Currently, California artist Robert Lewis, who is well past the age of retirement, is a happy, active plein air painter who wins awards in many outdoor painting events.

So now after so many years, the true me is here! When I enjoyed success as an artist in the 70's and 80's, I believe it was a means to an end to support horses in training and showing. Now, I breathe and dream of producing art as I see and feel it in the beauty of Oregon.

I came across this quote that means much to me . . . . I don't know the author . . . . but, "You make art or you die. Isn’t that the case for most artists?"  

Telling a Story . . . . In Oregon (Dec. 2012)
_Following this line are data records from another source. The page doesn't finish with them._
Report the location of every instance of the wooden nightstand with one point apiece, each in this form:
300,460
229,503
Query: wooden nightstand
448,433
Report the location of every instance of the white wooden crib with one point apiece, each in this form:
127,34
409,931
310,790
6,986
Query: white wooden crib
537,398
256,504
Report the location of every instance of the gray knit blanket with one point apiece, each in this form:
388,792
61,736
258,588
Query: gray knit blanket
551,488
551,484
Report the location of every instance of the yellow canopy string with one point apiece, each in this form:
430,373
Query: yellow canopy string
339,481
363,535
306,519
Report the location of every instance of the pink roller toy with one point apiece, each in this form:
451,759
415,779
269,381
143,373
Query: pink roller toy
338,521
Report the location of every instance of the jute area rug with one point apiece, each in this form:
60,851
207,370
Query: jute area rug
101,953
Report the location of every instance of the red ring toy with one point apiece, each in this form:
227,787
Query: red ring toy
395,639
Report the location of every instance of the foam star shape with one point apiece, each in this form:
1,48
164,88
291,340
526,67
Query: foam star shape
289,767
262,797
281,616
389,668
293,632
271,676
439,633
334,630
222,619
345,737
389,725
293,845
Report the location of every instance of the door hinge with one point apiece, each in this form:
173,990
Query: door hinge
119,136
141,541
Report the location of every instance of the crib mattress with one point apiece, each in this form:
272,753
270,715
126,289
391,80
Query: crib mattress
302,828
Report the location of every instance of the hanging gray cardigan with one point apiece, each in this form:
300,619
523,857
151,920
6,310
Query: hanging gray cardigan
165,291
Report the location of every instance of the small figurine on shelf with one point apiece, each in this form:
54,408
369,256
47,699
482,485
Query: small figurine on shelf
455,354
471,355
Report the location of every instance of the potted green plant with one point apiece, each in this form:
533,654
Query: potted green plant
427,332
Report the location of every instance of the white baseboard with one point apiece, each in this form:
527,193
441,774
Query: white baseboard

My newest painting tells one of many stories about what might be a good day while looking for an Oregon homestead. The background setting is the east side of Mt. Jefferson. The family; consisting of two couples, two 12 yr old children, a young child and two dogs. There are four oxen, a milk cow and two covered wagons. WOW why can’t I tell a simple story?

In between, while I’m waiting for this story to dry, I have two fun paintings in various stages. One is a horse drawn sickle mower, the other a barn that I was particularly taken with on the road to McMinnville.

December 28, 2012

It’s two p.m. on Sunday afternoon and for the first time the National Weather Service alert sounded on my cell phone a few moments ago! The storm landing on the coast will bring blizzard conditions to the Willamette Valley. Being a lifetime desert person I’m excited . . . .what will it bring? Snow? Sleet? Rain? Wind? Darkness?

The house is solid, warm, cozy, the kitchen cupboards and freezers full.  As I paint and look at the stillness of the afternoon sky brooding in darkness, I think I should have a blank canvas before me to await an inspiration. I think I am a blessed and lucky person to be plucked up from an almost hermit-like existence into a world of vibrant beauty. I’m waiting in anticipation . . . . . . . 


The Oregon Trail (Dec. 2012) . . . Why is Oregon So Beautiful?

 The Oregon Trail is a 2,000-mile east-west-north-south wheeled wagon trail that connected the Missouri River to Oregon. The eastern part of the Oregon Trail spanned part of Kansas, Nebraska and Wyoming. The western half of the trail spanned most of Idaho and Oregon.
The beginnings of the Oregon Trail were laid Lewis and Clark, fur traders and trappers from about 1811 to 1840.  These trails were only passable on foot or by horseback. But by 1836, when the first migrant wagon train was organized in Independence, Missouri, a wagon trail had been made to a fort in Idaho. Wagon trails were cleared further and further west, eventually reaching all the way to the Willamette Valley in Oregon which is where I live.

From the early 1830's through about 1869 the Oregon Trail and its many offshoots were used by about 400,000 settlers, ranchers, farmers, miners, and businessmen and their families

My consuming art interests are in painting stories relating to the life and hardships of the migrant families of Oregon and the beauty of the countryside.